La Commission nationale Informatique et Libertés (CNIL) vient d’annoncer qu’elle lançait une enquête officielle sur les cartes bancaires équipées de la technologie NFC, permettant de régler des achats sans contact. En cause : une faille de sécurité, récemment mise en évidence par un ingénieur spécialisé.

Les puces NFC créent-elles une brèche dans la sécurité des cartes bancaires ? De plus en plus souvent embarquée dans les nouvelles cartes des banques françaises, cette technologie s’annonce comme la prochaine grande avancée dans l’écosystème des moyens de paiements. Déjà utilisée avec succès dans le secteur des transports publics (à l’image du pass Navigo en Ile-de-France), expérimentée par les banques dans plusieurs villes françaises (Nice, Strasbourg, Caen, etc.), elle permet en effet de régler des achats de petit montant (inférieurs à 20 euros), sans insérer sa carte bleue dans un terminal, ni composer de code, mais simplement en l’approchant d’un terminal adapté. Une alternative aux espèces donc, voire au chèque, dans laquelle les opérateurs de cartes bancaires (Visa avec payWave et Mastercard avec PayPass notamment) et les banques ont déjà commencé à investir massivement.

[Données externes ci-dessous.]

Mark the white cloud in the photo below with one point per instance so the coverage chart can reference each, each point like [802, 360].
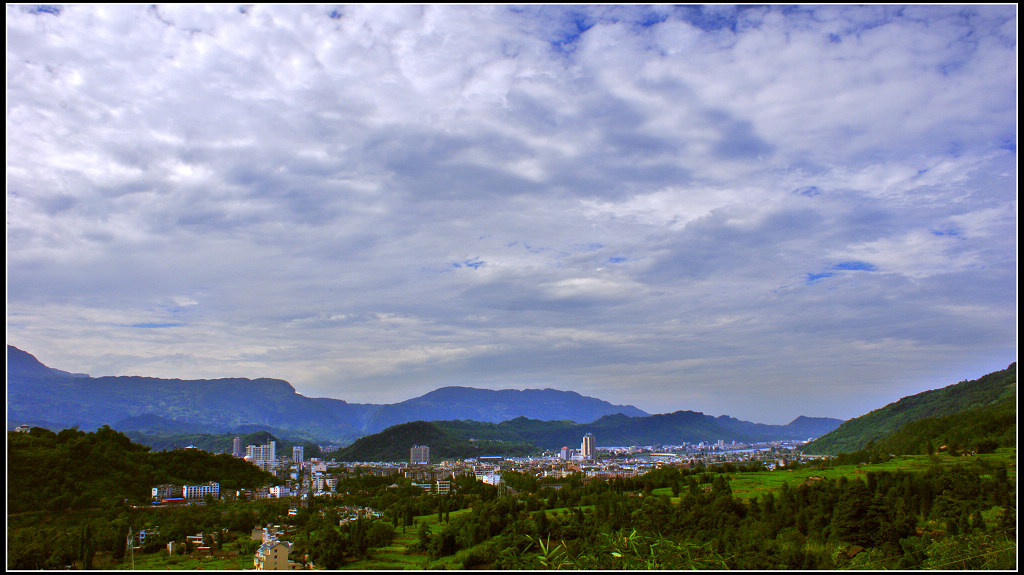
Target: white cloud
[649, 200]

Pas de chiffrement, pas d’authentification

Las, le 13 avril dernier à Paris, à l’occasion d’une conférence de hackers (informaticiens spécialisés dans la mise à l'épreuve des systèmes de sécurité informatique), un ingénieur français, Renaud Lifchitz, dévoilait une faille dans le dispositif. Selon lui, dans l’état actuel des choses, les données transférées sans contact entre la carte et le terminal ne sont pas chiffrées et ne nécessitent pas d’authentification. Elles peuvent donc être interceptées, dans un rayon d’une quinzaine de mètres, par toute personne disposant du matériel adéquat (un amplificateur et une antenne, pour quelques milliers d’euros) et de compétences en radio-électronique.

Quelles informations peuvent ainsi être récupérées ? Selon Renaud Lifchitz, il s’agit de l’état-civil du porteur de la carte (nom, prénom), de son numéro de compte primaire (celui qui est visible sur la carte), de la date d’expiration de la carte, mais aussi des données contenues sur la bande magnétique et de l’historique des transactions. Par contre, l’opération ne permet pas de récupérer le cryptogramme de sécurité situé au dos de la carte.

Achat frauduleux et surveillance

Les exploitations potentielles restent malgré tout nombreuses : paiements frauduleux sur internet, en contournant l’absence du cryptogramme ; mise hors service d’une carte à distance en générant trois faux codes ; création d’un clone de la carte grâce aux données de la bande magnétique… La faille permet également de repérer et de suivre à distance un individu, y compris dans une foule.

Pour Renaud Lifchitz, la conséquence est claire : le système NFC embarqué sur les cartes de paiements doit être entièrement revu et ne pas être utilisé en l’état. Dans l’immédiat, les opérateurs de cartes bancaires n’ont pas encore communiqué sur la question (1). D’après Lifchitz, le GIE Cartes Bancaires, qui gère le système interbancaire de paiement par carte en France, a de son côté reconnu le problème, en le minimisant. Interrogé par le site internet L’informaticien le 26 avril dernier, un porte-parole du groupement parle ainsi de « risque théorique », expliquant que le client sera remboursé en cas de fraude et évoquant la possibilité de distribuer des étuis de carte métalliques, qui préviennent les usages frauduleux. La prochaine étape dépendra donc des résultats de l’enquête de la CNIL, et de ses recommandations.

(1) Contacté, Visa Europe n'a pas souhaité apporter de commentaires. Mastercard, de son côté, n’a pas donné suite à nos sollicitations.